App-centric inspections: turning the conventional metric analysis inside out

October 14, 2022

We’ve just released Coroot Community Edition v0.5. This release introduces application-centric inspections that make troubleshooting distributed systems even easier and more efficient.

Let’s dive into the details of how this differs from conventional dashboards and alerts.

When you look at any dashboard, you are mentally evaluating whether the metrics are within their acceptable range of values or not. In order to automate this process, you can configure alerting rules to notify you when a metric exceeds a threshold. However, alerts usually have no context, so you have to manually extract issues relevant to a particular app from the alert stream.

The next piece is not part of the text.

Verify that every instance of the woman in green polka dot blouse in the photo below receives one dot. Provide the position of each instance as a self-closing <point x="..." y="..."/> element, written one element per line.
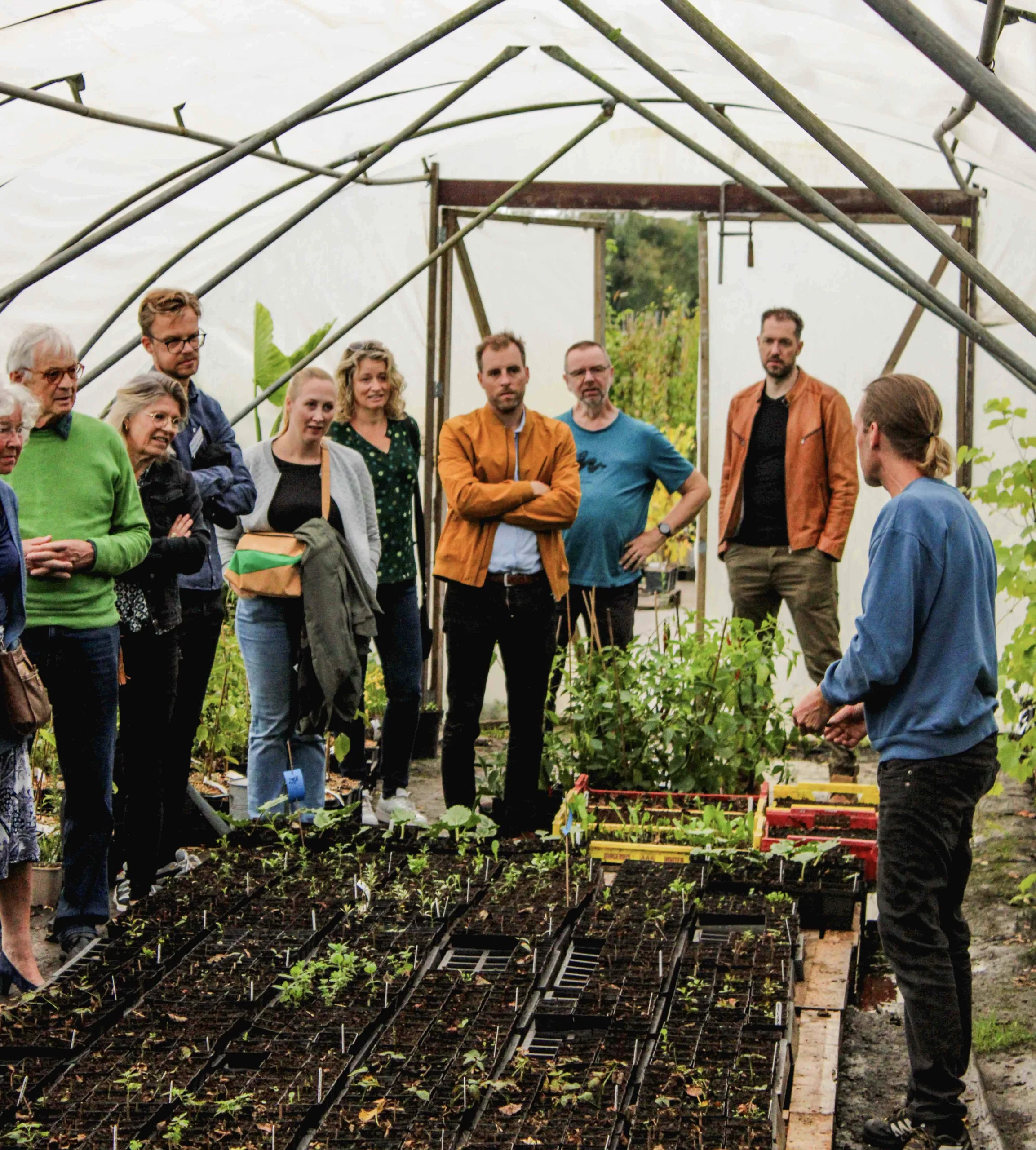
<point x="372" y="420"/>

For example, a contextless alerting rule:

- alert: HostHighCpuLoad
  expr: 100 - (avg by(instance) (rate(node_cpu_seconds_total{mode="idle"}[2m])) * 100) > 80
  for: 0m
  labels:
    severity: warning
  annotations:
    summary: Host high CPU load (instance {{$labels.instance}})
    description: "CPU load is > 80%"

This rule has no way to determine which applications are running on a particular node and annotate alerts with them. Therefore, if an application violates its SLOs (Service Level Objectives) due high CPU utilization of a related node, you will get two unrelated alerts and have to match them manually. Now imagine that several unrelated issues occur at once in your Kubernetes cluster of 100 nodes and 500 applications…

That’s exactly the problem Coroot is pretty good at solving!

Application-centric dashboards on steroids

In order to get a clear picture of a distributed system, Coroot builds a model of it by:

grouping individual containers into applications
enriching each container representation with resource consumption statistics, subsystems statuses, logged errors and runtime-specific data
linking applications to each other regarding their actual connections

Using such a model allows Coroot to audit all subsystems within the context of a particular application. In other words, each inspection is aware of the instances, nodes, and upstream services related to any given app.

Going back to the example, Coroot only checks CPU utilization of the nodes where the application is running.

It doesn’t matter how many nodes are in the cluster or how many applications are running in it, these supercharged dashboards allow you to focus on a particular app and only on the relevant nodes. Moreover, each dashboard has a status, so you can quickly check if there are any issues without having to open the corresponding dashboard.

Application status

There are two fundamentally different types of inspections:

Symptom-based inspections which identify issues that affect users (SLO, Postgres, Redis).
Supplementary inspections that help in cause analysis (Instances, CPU, Memory, Storage, Network, Logs).